What is property distribution?
When a couple goes through a divorce, everything they own must be divided between them. Every item (from furniture to vehicles to property) falls into one of two categories: (1) community property (all property acquired during the marriage) or (2) separate property (all property acquired before the marriage, or after separation, or during the marriage as a separate gift, inheritance, or bequest.). While these definitions may appear simple, the issues related to property division are not. The help of an experience divorce lawyer can make the process of property characterization and distribution easier and faster.
What is Community Property?
In general terms community property is everything that either of the parties earned or acquired during marriage. Unless the parties signed a prenuptial or postnuptial agreement to restrict this basic covenant in family law, or transmuted (transferred) property to become one spouse’s separate property, everything acquired during the marriage is generally presumed to be community property.
Couples are often confused about money they earn while married. In almost all cases, salaries and earnings received by either party during marriage are considered community property. For example, if one spouse purchased a $15,000 car from his or her wages, that car is community property.

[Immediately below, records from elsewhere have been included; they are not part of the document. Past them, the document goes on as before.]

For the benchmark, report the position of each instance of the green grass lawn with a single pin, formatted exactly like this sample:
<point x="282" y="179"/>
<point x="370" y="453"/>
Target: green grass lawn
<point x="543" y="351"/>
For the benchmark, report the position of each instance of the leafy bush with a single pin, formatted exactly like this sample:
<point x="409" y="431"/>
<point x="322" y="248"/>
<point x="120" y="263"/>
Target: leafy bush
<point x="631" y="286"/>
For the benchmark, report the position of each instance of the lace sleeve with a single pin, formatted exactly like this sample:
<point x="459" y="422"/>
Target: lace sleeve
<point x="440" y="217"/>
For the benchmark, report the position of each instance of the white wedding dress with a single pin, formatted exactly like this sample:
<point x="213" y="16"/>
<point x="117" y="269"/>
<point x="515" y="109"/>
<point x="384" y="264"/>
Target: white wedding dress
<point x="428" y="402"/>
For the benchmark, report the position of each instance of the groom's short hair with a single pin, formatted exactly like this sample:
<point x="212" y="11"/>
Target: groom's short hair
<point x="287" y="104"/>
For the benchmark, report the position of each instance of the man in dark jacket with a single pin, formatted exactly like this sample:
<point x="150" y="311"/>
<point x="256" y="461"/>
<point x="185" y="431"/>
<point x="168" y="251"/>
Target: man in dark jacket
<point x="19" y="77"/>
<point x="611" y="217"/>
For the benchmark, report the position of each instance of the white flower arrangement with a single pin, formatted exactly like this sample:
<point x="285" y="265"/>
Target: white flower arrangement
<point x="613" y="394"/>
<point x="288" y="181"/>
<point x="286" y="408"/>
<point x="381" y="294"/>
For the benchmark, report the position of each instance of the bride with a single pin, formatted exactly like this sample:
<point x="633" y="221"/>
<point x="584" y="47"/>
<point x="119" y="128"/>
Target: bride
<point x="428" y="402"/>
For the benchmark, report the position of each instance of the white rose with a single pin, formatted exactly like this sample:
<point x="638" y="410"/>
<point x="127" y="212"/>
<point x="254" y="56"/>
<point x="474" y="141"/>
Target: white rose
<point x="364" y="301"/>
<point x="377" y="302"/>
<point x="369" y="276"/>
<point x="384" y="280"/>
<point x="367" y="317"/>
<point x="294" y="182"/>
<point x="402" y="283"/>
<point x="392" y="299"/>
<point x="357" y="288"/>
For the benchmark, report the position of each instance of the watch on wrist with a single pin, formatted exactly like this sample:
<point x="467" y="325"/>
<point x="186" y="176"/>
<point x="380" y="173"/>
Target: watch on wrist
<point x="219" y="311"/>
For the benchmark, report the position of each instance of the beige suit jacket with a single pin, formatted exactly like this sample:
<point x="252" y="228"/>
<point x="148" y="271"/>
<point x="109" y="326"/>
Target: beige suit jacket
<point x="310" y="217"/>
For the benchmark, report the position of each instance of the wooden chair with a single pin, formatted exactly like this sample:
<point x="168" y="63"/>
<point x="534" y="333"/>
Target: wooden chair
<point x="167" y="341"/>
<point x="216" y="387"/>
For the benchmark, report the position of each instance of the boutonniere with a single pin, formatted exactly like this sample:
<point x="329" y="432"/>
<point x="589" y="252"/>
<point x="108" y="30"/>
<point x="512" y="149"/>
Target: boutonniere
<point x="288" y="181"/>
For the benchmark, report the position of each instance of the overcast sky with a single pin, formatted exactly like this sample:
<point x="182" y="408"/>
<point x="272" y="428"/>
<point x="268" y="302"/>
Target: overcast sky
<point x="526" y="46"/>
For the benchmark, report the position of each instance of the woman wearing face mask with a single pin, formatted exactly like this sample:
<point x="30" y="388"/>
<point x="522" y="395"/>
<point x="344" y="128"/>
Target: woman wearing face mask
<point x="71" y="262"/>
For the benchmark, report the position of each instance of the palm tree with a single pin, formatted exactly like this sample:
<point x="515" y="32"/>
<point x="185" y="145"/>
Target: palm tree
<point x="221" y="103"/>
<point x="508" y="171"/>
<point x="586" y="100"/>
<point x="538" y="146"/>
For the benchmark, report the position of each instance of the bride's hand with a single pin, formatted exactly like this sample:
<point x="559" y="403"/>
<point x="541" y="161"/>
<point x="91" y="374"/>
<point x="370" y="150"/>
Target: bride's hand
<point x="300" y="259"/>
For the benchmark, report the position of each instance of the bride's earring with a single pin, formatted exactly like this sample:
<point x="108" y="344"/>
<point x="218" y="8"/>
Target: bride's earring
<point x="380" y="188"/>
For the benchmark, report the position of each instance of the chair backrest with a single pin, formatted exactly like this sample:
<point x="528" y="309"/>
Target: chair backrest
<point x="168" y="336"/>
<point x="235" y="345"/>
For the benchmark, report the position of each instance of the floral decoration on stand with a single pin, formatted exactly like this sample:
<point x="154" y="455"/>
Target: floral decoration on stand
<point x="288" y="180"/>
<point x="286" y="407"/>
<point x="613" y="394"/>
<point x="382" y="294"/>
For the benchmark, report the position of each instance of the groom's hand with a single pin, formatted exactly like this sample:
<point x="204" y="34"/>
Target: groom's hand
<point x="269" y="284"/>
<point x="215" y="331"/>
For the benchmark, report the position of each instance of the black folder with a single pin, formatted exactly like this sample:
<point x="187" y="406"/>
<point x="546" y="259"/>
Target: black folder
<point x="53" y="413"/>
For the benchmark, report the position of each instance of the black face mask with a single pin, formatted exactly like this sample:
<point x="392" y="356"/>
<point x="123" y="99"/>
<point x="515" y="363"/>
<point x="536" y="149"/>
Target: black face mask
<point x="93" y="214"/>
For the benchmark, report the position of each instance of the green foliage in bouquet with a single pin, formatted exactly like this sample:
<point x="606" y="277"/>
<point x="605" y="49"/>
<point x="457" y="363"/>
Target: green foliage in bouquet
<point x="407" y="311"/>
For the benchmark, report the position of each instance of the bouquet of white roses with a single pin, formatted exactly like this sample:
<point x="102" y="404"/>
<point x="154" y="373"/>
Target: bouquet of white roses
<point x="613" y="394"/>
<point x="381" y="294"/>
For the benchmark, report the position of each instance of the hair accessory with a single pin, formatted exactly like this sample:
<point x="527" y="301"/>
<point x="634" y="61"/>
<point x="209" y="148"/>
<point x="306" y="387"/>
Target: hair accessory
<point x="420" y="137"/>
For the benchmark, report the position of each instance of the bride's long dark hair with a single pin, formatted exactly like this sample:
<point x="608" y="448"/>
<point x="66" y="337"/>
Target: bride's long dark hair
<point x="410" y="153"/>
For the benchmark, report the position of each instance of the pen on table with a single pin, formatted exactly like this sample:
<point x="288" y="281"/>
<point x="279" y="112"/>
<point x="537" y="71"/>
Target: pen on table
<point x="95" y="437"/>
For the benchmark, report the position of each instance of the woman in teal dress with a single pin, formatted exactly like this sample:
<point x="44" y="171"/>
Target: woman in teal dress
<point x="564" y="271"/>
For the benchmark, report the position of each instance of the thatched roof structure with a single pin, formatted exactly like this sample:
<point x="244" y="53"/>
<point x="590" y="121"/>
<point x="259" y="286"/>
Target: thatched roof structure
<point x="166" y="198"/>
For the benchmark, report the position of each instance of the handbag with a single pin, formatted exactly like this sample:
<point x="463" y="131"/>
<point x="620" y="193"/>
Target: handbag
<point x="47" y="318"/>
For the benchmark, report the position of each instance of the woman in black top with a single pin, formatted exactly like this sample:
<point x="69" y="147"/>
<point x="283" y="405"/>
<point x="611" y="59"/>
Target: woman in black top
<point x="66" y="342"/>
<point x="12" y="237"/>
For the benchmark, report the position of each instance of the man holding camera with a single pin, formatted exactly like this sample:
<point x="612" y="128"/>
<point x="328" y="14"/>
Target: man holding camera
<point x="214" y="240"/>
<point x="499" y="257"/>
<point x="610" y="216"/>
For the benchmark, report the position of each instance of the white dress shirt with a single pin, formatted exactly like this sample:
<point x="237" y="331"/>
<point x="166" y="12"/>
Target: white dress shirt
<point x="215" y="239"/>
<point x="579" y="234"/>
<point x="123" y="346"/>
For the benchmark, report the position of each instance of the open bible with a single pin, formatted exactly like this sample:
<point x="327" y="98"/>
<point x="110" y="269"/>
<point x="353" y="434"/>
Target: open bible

What is Separate Property?
In general terms, separate property is everything a spouse owned before marriage, or acquired during the marriage as a gift or inheritance. Rents, profits, or other money one earns from separate property is also separate property. Property bought with separate property is also separate property. All earnings after separation are also considered separate property. If the parties signed a prenuptial agreement, it is more than likely that everything accumulated during the marriage is separate property (depending on the terms of the prenuptial agreement).
What are the most common types of Separate Property?
The list below is not exclusive. Please note that the spouse claiming the property to be his/her separate property has the burden of proof in court if the other spouse disputes the claim.
1. Property owned before marriage.
2. Property that the spouses agree in writing is separate.
3. Gifts received (even from the other spouse) before or during marriage.
4. Property that one party acquires using separate property assets and is clearly kept separate.
5. Personal injury awards – while personal injury awards belong to both spouses during the marriage, when a couple divorces the remainder of the personal injury award belongs to the injured spouse. ?
6. Inheritance received by one party before or during marriage.
If the parties have substantial assets, even if there is no dispute as to what is separate and what is community, it is important that both parties consult with an experienced divorce lawyer.